Proper dissemination of information is a crucial component in daily business administration. Organizations sometimes experience data silos, usually from poor communication, leading to low productivity. Understanding data silos can help you refocus a business and improve an organization's productivity and functionality. In this article, we explore what siloed data is, highlight scenarios with these issues, outline the causes of data silos, discuss its effects on a business, and provide tips for preventing it.
Meaning of siloed data
Siloed data is a group of data accessible to only a few employees, departments, or leaders in the workplace. Splits in a business's human resources create silos leading teams to hoard resources such as funds, information, and talents from other colleagues or groups. Data silos also tend to create a hostile and more competitive work environment because employees try to get an unfair advantage over their colleagues instead of cooperating with them.
Scenarios with data silos issues
The two most common situations that lead to the creation of data silos are:
Issues with technology
Where organizations don't have access to proper technology systems, it can stifle data dissemination between departments and employees. Also, some groups may have better technical training than others, which can divide groups and stop the latter from accessing available data. It's advisable for companies to solve these technical difficulties by purchasing good-quality appliances and applications that enhance the transfer of information and ensure that it trains its staff to use them appropriately.
Growth in organizations
Where organizations grow too large, they may experience difficulty communicating relevant information throughout the organization. It's easy for some employees and smaller departments to feel isolated when many offices, departments, and employees are across the province or country. Companies can maintain control in this situation by establishing a clear structure and hierarchy across the branches to efficiently ensure that information gets to the required destination.
Causes of siloed data
Some common factors that create silos include:
Issues in leadership
Good leaders set the tone for the office culture, how the business operates, and embody the company's values. Where leaders don't set the right style or falter in their duties, it can negatively impact the departments and foster a silo mentality. Similarly, when there's a divergence in the goals and methods of various leaders in the company, it may lead to confusion and create factions in the workplace, making it difficult to communicate appropriately.
Related: 10 Common Leadership Styles
The structure of a business can influence the sharing of information within the organization. For instance, companies that promote individuality rather than teamwork prevent collaboration among employees, leading to data silos. In such environments, employees tend to prioritize their interests, gather resources, and prevent others from accessing the necessary information. This is common in the ladder pattern of business administration. While this pattern has certain advantages, it's advisable for companies to adopt team-oriented business structures that encourage cooperation and collaboration among colleagues in the workplace.

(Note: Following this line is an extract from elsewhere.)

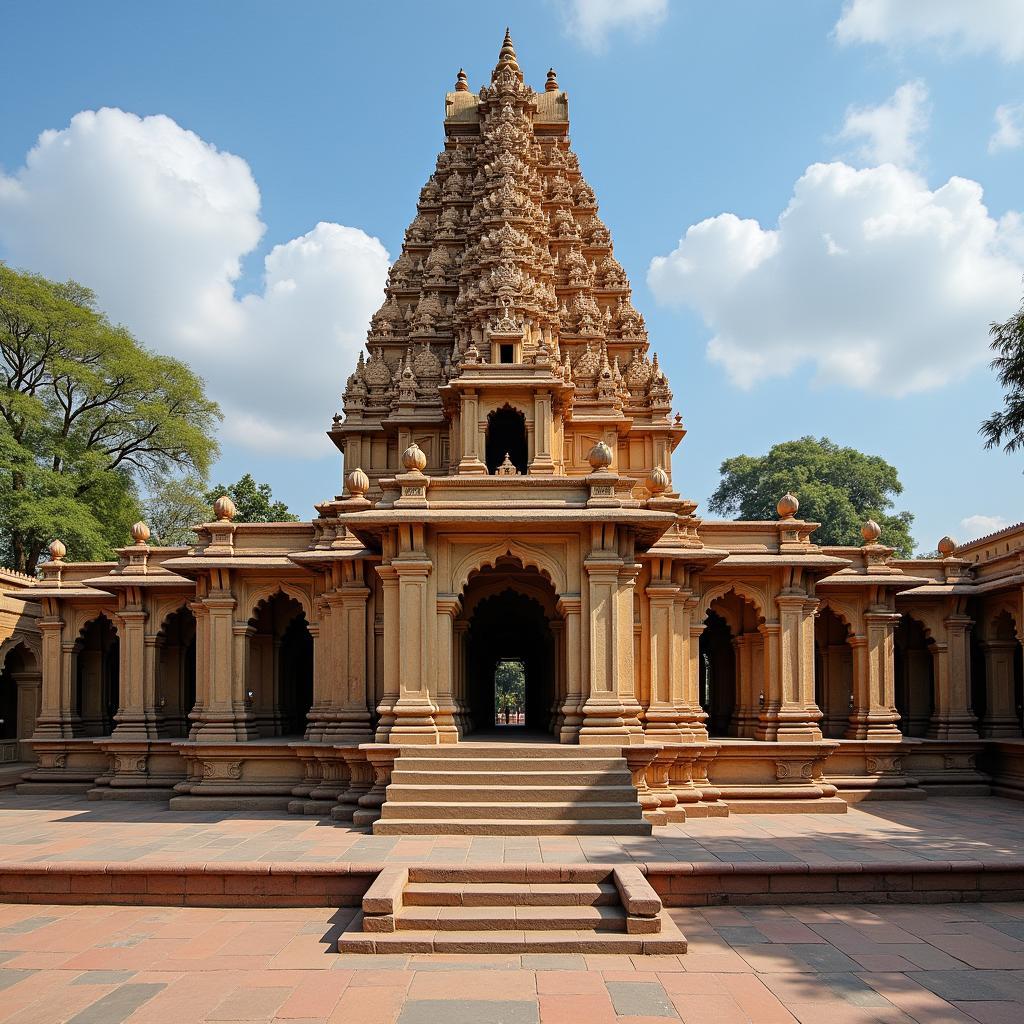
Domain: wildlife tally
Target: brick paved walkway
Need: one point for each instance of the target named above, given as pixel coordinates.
(770, 966)
(61, 828)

Effective communication helps foster a positive environment and connects the various departments in the workplace. Proper communication ensures that people understand their responsibilities, allows departments to express their demands, creates professional bonds with others, and keeps the people in management positions in touch with others. Where no communication channel exists, or it's largely ineffective, these advantages don't exist, rather data silos are what emerge.
Unclear responsibilities and expectations
When employees and groups have a proper understanding of roles and duties in the company, they can work accurately and efficiently with others within definite boundaries. In contrast, having vague roles and instructions may lead to wasted labour, duplicate projects, and constant misinterpretation of team responsibilities. This misunderstanding can lead to data silos, making clear work structures important.
Effects of siloed data
Some of the effects of siloed data include:
When data is in silos, it's difficult to streamline information across the teams because different groups isolate it in different parts of the organization. As a result, employees may require extra effort to manually search and access the missing data leading to wasted efforts and stifled productivity. It also affects the output of a company, especially companies that deal with time-sensitive information, because before data travels from the silos, it may no longer be relevant.

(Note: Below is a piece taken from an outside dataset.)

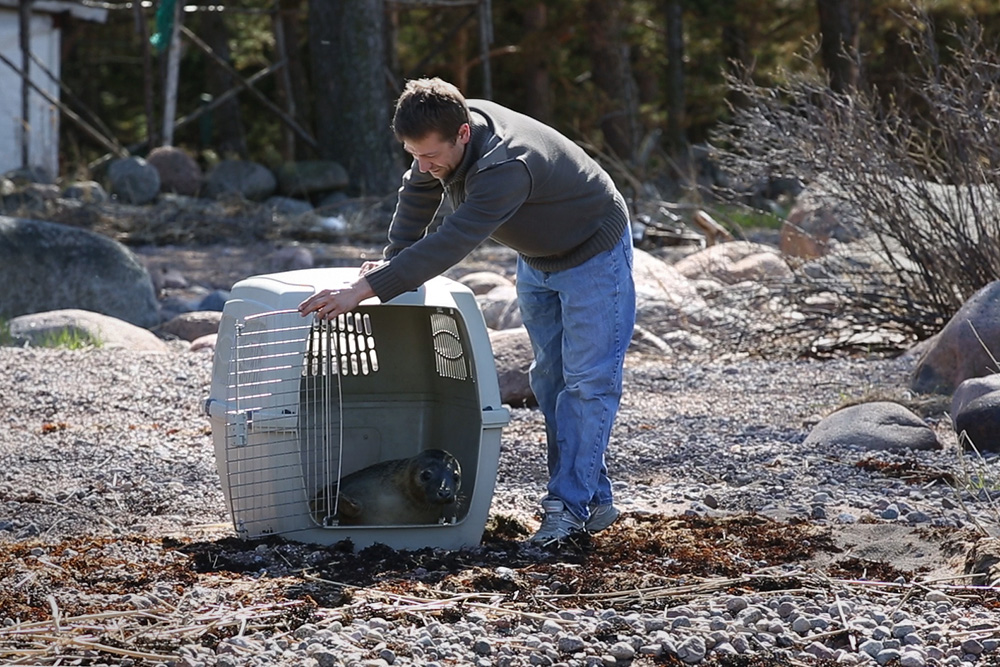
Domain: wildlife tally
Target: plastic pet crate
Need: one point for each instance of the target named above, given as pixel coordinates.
(298, 403)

Also, when data are in silos, it wastes resources when employees or groups constantly download data for private storage. A centralized storage system creates more storage space and saves time instead of managing multiple unnecessary storage systems. For example, if every employee downloads a particular client's profile, every download creates a surplus copy of existing data crowding the company's systems.

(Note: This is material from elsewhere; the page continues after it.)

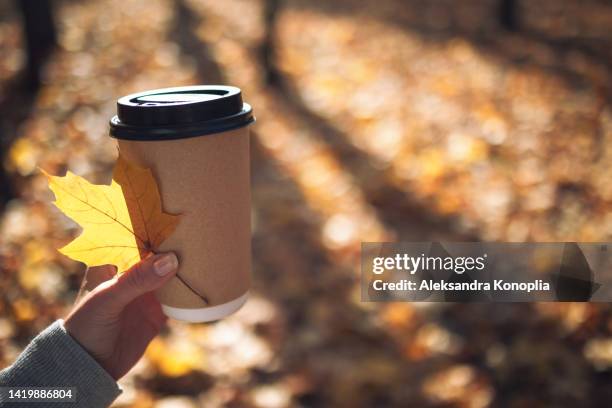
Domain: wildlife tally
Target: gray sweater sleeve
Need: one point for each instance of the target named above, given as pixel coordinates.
(55, 359)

Applying unique skills incorrectly
In a siloed environment, employees and teams focus on their skills and talent, highlighting their strengths with no protection for their weaknesses. As a result, employees focus on only what they can offer instead of the potential that combined skills and talents can offer the business. As a result, it may not be easy to overcome challenges when groups don't consider each other's skills and talents. For example, if one employee creates excellent media pitches and another has excellent presentation skills, working together complements their strengths. This partnership may not be possible in a competitive and siloed environment.
Poor customer experiences
Most businesses have various customer touchpoints at different customer journey stages through different channels. When the company has data silos, it's easy to lose track of customer interactions because different teams have pieces of the relevant data. It may negatively influence the customers' experiences, for instance, when customers keep providing the same information to other groups of employees in the company.
Incomplete view of the business
Where each department has siloed data, it's impossible to conduct a company comprehensive information analysis. There's little or no way to identify opportunities to save cost, improve productivity, or identify threats to the organization. In addition, data silos prevent employees and executives from having a consolidated and holistic view of the business.
Siloed data threaten data integrity
Where data is in silos, various departments store information in different databases, which leads to data inconsistencies within the organization. Over time, data can become less accurate, making it less beneficial to the organization. If the company stores data relating to the same class in various databases, the data can become out of sync damaging the credibility of some of the information.
Tips for solving siloed data
Here are some tips to help solve data silo issues:
Unify the company's work culture and values
The office culture of a company dramatically influences the existence of data silos. It's essential to create a culture focused on data integrity and educate employees about the dangers of silos and unhealthy competition in the workplace. Ensure that every employee understands the organization's mission, vision, and fundamental values.
A common goal serves as a reference point to remind employees and groups of its aim and how best to achieve it. For example, a company that prioritizes honesty encourages transparency and open communications. Also, it's vital for the management team to serve as role models for others and exemplify the company's core values.
Encourage teamwork and communication
Creating an enabling and conducive work environment can help prevent data silos. It's essential that companies provide tools that facilitate data sharing, such as conferencing software and project management tools. If employees get incentives for cooperation and avenues for hearing their opinions, it may foster data sharing and creative partnerships within the workplace. To ensure effective collaboration, it's essential for the management to clearly define the roles of individuals and groups and communicate their expectations through periodic briefings and project meetings.
Also, an excellent way to foster proper communication is by encouraging feedback from colleagues. It's also vital to equip employees with avenues to express their opinions and make them feel like they're a part of the company's decision-making processes. This can also improve the company culture and improve operational efficiency.
Efficient integration of collated data can help prevent data silos. Integrating and centralizing data allows a company to control data access through a data governance framework. These structures ensure self-service analysis and allow permitted users to access the required data without delay. Some methods of data integration include:
Scripting: The IT department can create program scripts to move data from the silos to a central warehouse. Although scripting may be complex and tasking to manage over time, it's an efficient tool to ensure employees access relevant data.
On-premises ETL tools: Extract, transform, and load tools automate the process of moving data from the siloed sources. These tools locate the data, convert it into an accessible format for analysis, and load the result in the company's storage centre.
Cloud-based ETL: Cloud-based ETL offers more speed and capacity for storing data than traditional ETL tools. They depend on shared computing clusters to create pipelines for automated data flow across wide-ranging destinations and sources.